A Nonsynonymous Variant in the GOLM1 Gene in Cutaneous Malignant Melanoma

Craig C. Teerlink; Chad Huff; Jeff Stevens; Yao Yu; Sheri L. Holmen; Mark R. Silvis; Kirby Trombetti; Hua Zhao; Douglas Grossman; James M. Farnham; Jingran Wen; Julio C. Facelli; Alun Thomas; Markus Babst; Scott R. Florell; Laurence Meyer; John J. Zone; Sancy Leachman; Lisa A. Cannon-Albright

doi:10.1093/jnci/djy058

A Nonsynonymous Variant in the GOLM1 Gene in Cutaneous Malignant Melanoma

Craig C. Teerlink, Chad Huff, Jeff Stevens, Yao Yu, Sheri L. Holmen, Mark R. Silvis, Kirby Trombetti, Hua Zhao, Douglas Grossman, James M. Farnham, Jingran Wen, Julio C. Facelli, Alun Thomas, Markus Babst, Scott R. Florell, Laurence Meyer, John J. Zone, Sancy Leachman, Lisa A. Cannon-Albright

Dermatology

Research output: Contribution to journal › Article › peer-review

27 Scopus citations

Abstract

Background: Statistically significant linkage of melanoma to chromosome 9q21 was previously reported in a Danish pedigree resource and independently confirmed in Utah high-risk pedigrees, indicating strong evidence that this region contains a melanoma predisposition gene.
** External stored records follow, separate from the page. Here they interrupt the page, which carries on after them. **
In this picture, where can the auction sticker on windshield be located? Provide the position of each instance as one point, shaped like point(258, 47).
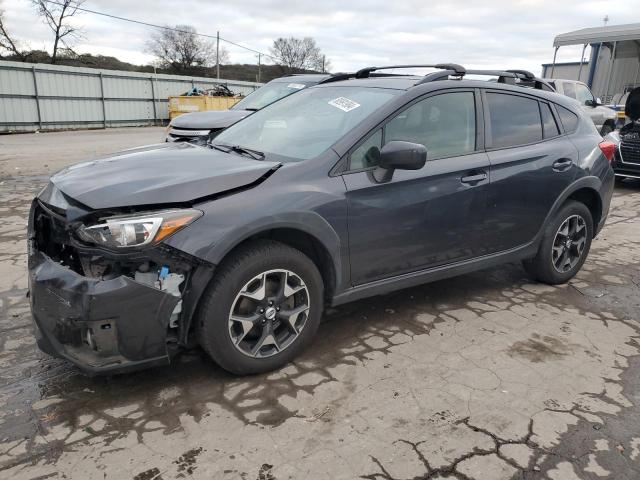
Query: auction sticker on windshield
point(344, 104)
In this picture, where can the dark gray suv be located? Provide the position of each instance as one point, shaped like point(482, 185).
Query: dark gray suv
point(343, 191)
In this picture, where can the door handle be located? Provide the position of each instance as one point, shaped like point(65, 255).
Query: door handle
point(562, 164)
point(474, 178)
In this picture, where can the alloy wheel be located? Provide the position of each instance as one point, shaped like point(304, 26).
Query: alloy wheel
point(269, 313)
point(569, 243)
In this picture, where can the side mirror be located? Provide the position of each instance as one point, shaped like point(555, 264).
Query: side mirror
point(397, 155)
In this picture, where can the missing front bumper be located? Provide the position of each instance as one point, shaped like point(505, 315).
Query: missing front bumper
point(102, 326)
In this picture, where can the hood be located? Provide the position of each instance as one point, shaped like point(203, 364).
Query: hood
point(210, 119)
point(632, 106)
point(178, 173)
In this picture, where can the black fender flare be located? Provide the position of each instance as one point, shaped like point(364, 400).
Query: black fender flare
point(589, 182)
point(307, 222)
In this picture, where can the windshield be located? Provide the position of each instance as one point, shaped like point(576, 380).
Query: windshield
point(269, 93)
point(304, 125)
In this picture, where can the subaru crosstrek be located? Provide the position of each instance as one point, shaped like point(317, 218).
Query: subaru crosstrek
point(342, 191)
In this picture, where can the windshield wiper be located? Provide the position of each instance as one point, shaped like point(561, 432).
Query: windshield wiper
point(255, 154)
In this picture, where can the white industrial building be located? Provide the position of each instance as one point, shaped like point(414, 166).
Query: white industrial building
point(613, 67)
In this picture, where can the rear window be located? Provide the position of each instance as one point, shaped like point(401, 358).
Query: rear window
point(568, 118)
point(514, 120)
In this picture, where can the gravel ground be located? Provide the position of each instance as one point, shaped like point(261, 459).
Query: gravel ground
point(485, 376)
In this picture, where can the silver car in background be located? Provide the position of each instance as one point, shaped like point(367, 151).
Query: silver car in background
point(603, 117)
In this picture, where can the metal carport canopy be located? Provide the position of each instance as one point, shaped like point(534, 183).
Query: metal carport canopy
point(614, 33)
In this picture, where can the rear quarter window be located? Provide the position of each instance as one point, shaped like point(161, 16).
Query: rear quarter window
point(568, 118)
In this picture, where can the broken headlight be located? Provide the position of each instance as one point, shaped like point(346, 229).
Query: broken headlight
point(137, 230)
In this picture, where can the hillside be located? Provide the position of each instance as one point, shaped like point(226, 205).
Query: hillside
point(246, 72)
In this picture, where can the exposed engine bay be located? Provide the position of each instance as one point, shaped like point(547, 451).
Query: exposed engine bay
point(98, 278)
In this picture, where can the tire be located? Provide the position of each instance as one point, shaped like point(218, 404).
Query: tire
point(606, 129)
point(544, 266)
point(265, 338)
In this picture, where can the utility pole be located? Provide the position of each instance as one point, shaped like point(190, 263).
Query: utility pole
point(218, 55)
point(259, 67)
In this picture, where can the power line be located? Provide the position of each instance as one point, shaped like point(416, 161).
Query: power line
point(164, 27)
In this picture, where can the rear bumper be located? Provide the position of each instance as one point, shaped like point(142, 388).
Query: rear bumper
point(102, 326)
point(627, 164)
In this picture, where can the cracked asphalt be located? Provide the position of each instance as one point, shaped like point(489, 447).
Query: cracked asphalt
point(485, 376)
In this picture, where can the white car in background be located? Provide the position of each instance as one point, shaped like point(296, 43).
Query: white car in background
point(604, 118)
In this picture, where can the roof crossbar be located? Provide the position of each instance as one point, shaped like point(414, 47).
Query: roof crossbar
point(457, 69)
point(522, 78)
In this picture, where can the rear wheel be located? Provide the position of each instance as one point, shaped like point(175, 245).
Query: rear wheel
point(262, 309)
point(565, 245)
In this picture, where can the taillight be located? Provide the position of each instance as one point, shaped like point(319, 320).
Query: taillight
point(608, 149)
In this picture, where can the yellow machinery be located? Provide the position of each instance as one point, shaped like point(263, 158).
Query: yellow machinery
point(199, 103)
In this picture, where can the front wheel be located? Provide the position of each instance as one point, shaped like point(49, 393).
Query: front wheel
point(565, 245)
point(262, 309)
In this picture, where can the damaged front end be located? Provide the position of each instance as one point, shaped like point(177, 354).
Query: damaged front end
point(104, 304)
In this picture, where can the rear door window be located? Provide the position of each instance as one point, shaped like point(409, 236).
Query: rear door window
point(568, 118)
point(514, 120)
point(549, 125)
point(583, 94)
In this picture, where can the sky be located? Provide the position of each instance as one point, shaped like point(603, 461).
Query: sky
point(352, 33)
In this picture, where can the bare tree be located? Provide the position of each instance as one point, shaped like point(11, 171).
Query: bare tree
point(181, 49)
point(298, 53)
point(56, 16)
point(7, 42)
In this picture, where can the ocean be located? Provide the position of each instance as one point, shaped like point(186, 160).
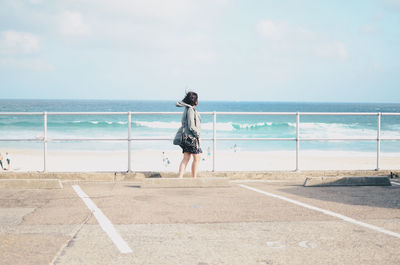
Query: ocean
point(165, 126)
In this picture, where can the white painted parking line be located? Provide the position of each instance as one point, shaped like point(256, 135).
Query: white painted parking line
point(327, 212)
point(103, 221)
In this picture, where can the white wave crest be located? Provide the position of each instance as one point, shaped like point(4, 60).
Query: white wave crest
point(158, 124)
point(339, 130)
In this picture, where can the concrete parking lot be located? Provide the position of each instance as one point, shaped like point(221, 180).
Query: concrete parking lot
point(269, 222)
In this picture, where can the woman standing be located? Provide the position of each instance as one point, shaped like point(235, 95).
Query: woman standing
point(191, 127)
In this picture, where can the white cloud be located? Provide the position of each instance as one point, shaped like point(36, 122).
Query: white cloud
point(282, 31)
point(369, 29)
point(26, 64)
point(290, 40)
point(14, 42)
point(395, 3)
point(73, 24)
point(333, 50)
point(36, 2)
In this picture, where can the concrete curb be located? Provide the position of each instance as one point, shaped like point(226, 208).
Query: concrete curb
point(31, 184)
point(346, 181)
point(233, 175)
point(184, 182)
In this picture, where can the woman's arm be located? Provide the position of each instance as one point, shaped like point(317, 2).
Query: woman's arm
point(192, 124)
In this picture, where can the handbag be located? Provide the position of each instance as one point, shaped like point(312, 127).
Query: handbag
point(179, 136)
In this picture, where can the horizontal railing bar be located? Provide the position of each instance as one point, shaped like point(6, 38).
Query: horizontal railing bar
point(203, 139)
point(339, 113)
point(338, 139)
point(21, 140)
point(390, 113)
point(206, 113)
point(20, 113)
point(256, 139)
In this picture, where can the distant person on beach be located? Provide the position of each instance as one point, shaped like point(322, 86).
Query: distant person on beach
point(188, 136)
point(8, 160)
point(166, 161)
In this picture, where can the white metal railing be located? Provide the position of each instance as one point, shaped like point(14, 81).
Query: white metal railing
point(214, 139)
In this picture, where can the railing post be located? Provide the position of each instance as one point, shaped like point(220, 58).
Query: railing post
point(214, 138)
point(44, 141)
point(378, 138)
point(297, 139)
point(129, 140)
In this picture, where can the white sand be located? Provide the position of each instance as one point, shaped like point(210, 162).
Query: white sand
point(152, 160)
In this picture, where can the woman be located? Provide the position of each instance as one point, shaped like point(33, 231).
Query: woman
point(191, 130)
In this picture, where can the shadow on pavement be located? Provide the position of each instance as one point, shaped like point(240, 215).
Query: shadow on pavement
point(383, 196)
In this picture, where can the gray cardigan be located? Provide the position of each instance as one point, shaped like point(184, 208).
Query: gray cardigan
point(190, 119)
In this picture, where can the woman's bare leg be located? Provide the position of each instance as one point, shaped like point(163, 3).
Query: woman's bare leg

Methods: Whole-exome sequencing of pairs of related melanoma case subjects from two pedigrees with evidence of 9q21 linkage was performed to identify the responsible predisposition gene. Candidate variants were tested for association with melanoma in an independent set of 454 unrelated familial melanoma case subjects and 396 unrelated cancer-free control subjects from Utah, and 1534 melanoma case subjects and 1146 noncancer control subjects from Texas (MD Anderson) via a two-sided Fisher exact test. Results: A rare nonsynonymous variant in Golgi Membrane Protein 1 (GOLM1), rs149739829, shared in two hypothesized predisposition carriers in one linked pedigree was observed. Segregation of this variant in additional affected relatives of the index carriers was confirmed. A statistically significant excess of carriers of the variant was observed among Utah case subjects and control subjects (odds ratio [OR] = 9.81, 95% confidence interval [CI] = 8.35 to 11.26, P < .001) and statistically significantly confirmed in Texas case subjects and control subjects (OR = 2.45, 95% CI = 1.65 to 3.25, P = .02). Conclusion: These findings support GOLM1 as a candidate melanoma predisposition gene.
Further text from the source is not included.